If you want to avoid big trouble when it comes to your truck tires, as the old saying goes, “It’s all in the details.”
Truck drivers are constantly being lured by billboards and truck stop ads promising cut rate tires that can deliver great performance and outlast big brand name treads. Don’t get caught by this trap.
Owner/operators have been suffering from surging tire prices due to increases in raw materials, with no real end to the trend in sight. Same goes for small fleets. Costs are up, and tires are simply one of the big factors behind it.
So what do some owner/operators do to maximize the value of their tire investment? If you’re an independent trucker, can you do the same?

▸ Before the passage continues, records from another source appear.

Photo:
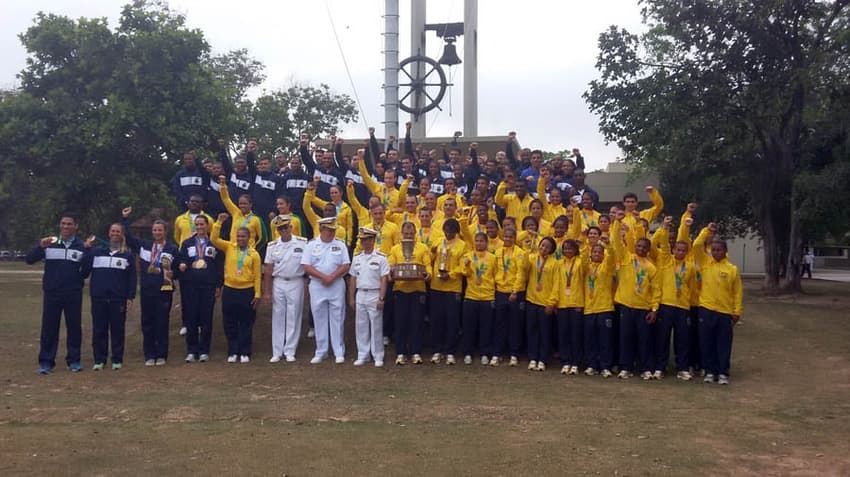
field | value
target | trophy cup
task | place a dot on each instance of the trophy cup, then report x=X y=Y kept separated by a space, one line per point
x=408 y=270
x=167 y=282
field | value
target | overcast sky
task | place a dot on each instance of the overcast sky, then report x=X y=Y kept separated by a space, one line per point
x=535 y=57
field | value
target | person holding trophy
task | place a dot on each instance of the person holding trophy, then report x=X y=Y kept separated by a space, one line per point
x=157 y=287
x=410 y=262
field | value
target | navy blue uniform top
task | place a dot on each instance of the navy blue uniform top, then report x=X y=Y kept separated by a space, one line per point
x=113 y=275
x=63 y=261
x=150 y=254
x=188 y=182
x=192 y=250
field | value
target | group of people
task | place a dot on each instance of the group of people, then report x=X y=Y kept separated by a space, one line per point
x=500 y=258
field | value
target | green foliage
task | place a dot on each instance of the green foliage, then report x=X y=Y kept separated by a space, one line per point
x=722 y=99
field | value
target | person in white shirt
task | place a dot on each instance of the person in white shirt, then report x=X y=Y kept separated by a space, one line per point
x=284 y=288
x=326 y=262
x=370 y=270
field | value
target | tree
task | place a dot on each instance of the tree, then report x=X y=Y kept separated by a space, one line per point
x=734 y=103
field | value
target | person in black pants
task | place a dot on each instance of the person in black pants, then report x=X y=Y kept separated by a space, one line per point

Tip 1: Avoid off-shore brands. More and more drivers are beginning to realize that gambling on an off-brand simply isn’t worth it in the long run. They may cost less, they may actually last long, but the compromise you’re forced into during hazardous weather conditions will make you think twice.

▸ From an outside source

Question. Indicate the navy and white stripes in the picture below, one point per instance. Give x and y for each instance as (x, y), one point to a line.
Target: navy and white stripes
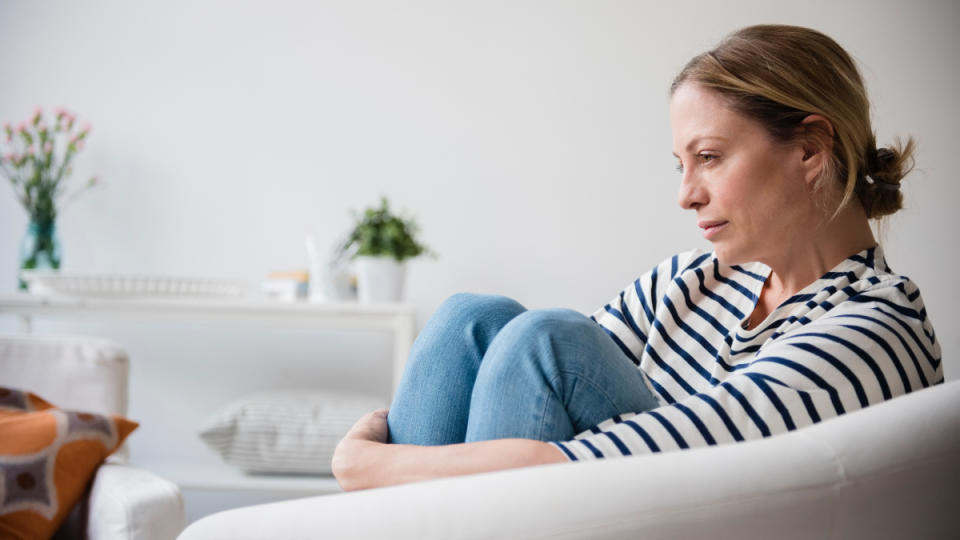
(856, 336)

When Angelo Diplacido tried some off-shore brand tires on his small fleet of trucks, he found tread life was adequate, but the performance was anything but.
“They did last,” he recalls. “However, the compromise in rainy and snowy weather was just horrific.”
Greg Decker, an owner/operator with Mullen Group, puts it more bluntly.
“I’ve been trying cheaper brands but they’re garbage,” he asserts. He turns to a trustworthy truck tire fuel savings calculator to help determine which brand and model is best for his operation.
Tip 2: Check truck tires with a calibrated gauge. And check them often.
Decker says he checks his tire pressures every three to four days. He uses Alligator double-seal flow-through valve stem caps on all tire stems to streamline what can be a cumbersome process.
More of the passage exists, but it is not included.